By Virginia Postrel
ANOTHER storied occupation is on its way out and the replacement is neither robots nor foreign workers. We’re witnessing the death of the shoe salesman.
Macy’s recently said it would convert more shoe departments to an “open sell” format, where customers serve themselves from stacks of boxes. J.C. Penney is experimenting with the format. It’s the way sales have long worked at stores like DSW and TJX Co.’s Marshall’s and T.J. Maxx.
From Victorian-era evangelist Dwight L. Moody to comedian Kevin Hart, selling shoes has been the original calling of many a sweet talker. Before World War II, it was a common and respectable middle-class job, as demonstrated by Depression-era news accounts of men fallen on hard times who’d previously drawn “a good salary” selling shoes.
Over time, however, popular culture has come to treat shoe salesmen as pitiable and comic. “If you ever have a choice between selling shoes to young ladies and giving birth to a porcupine that is on fire, look into that second, less painful opportunity,” advised the late comedian Richard Jeni, who did a stint selling shoes when he was 17. The combination of demanding customers, grotesque feet, and eagerness for commissions makes for the shared discomfort that often fuels humor. Its most famous representative is, of course, the put-upon misanthrope Al Bundy of the sitcom “Married with Children,” with his corpulent clientele and thwarted sexual fantasies.
In fact, the job is an anachronism, a holdover from the long-gone days when most merchandise was kept away from customers. It hasn’t even caught up with 20th-century norms, let alone 21st. Consider two department store shopping experiences.
1) You’re looking for some new trousers. You wander through the apparel department, flipping through the racks to find your size. You select a few pairs, and a sales associate asks if you’d like to start a fitting room. You agree and continue looking, picking up another pair and a sweater that catches your eye. When you’re ready, you try everything on, decide what to buy, and check out. The salesperson may help you find a size or suggest a matching shirt, but self-service is the rule.
2) You need new shoes. You start looking around and spot a promising pair. A sales associate swoops down and asks if you need help. You aren’t really ready but worry about missing your chance, so you say yes, you’d like to see these in your size.
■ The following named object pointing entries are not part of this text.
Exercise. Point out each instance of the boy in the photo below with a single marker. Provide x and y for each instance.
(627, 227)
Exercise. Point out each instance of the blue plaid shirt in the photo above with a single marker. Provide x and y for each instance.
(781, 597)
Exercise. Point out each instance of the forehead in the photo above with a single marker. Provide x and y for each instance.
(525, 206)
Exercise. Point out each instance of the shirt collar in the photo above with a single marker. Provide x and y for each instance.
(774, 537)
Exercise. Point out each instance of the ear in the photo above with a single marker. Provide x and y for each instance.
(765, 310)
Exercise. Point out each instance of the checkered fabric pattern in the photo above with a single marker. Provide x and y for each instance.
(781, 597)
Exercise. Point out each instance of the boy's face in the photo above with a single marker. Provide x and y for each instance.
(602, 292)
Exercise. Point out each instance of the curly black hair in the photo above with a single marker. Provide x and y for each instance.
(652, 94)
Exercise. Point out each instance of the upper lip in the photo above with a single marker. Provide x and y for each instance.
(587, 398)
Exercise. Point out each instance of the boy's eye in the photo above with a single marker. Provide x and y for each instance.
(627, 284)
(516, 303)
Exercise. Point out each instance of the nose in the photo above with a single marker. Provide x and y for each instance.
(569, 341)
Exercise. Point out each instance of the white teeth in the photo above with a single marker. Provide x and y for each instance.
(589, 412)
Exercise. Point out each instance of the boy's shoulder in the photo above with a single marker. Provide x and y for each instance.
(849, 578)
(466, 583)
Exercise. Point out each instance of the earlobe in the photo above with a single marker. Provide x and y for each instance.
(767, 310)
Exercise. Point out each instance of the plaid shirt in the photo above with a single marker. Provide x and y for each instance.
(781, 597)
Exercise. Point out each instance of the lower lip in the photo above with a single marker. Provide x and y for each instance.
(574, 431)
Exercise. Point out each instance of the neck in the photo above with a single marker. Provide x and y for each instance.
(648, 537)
The associate disappears into the back room, while you continue to look and find a couple of pairs you like better. After what seems like an eternity—How many blocks away is that warehouse?—the associate re-emerges with the bad news: They don’t have the first shoe in your size, but here’s a different size, which doesn’t fit, and another, similar shoe—which you hate. You ask to see the models you found while waiting, and the process starts all over again.
No wonder so many shoe shoppers prefer online retailers with easy returns. Outside of specialized boutiques, the shoe salesman (or woman) isn’t an amenity but an obstacle. Eliminating the position may give future comedians less material, but it promises to make customers happier.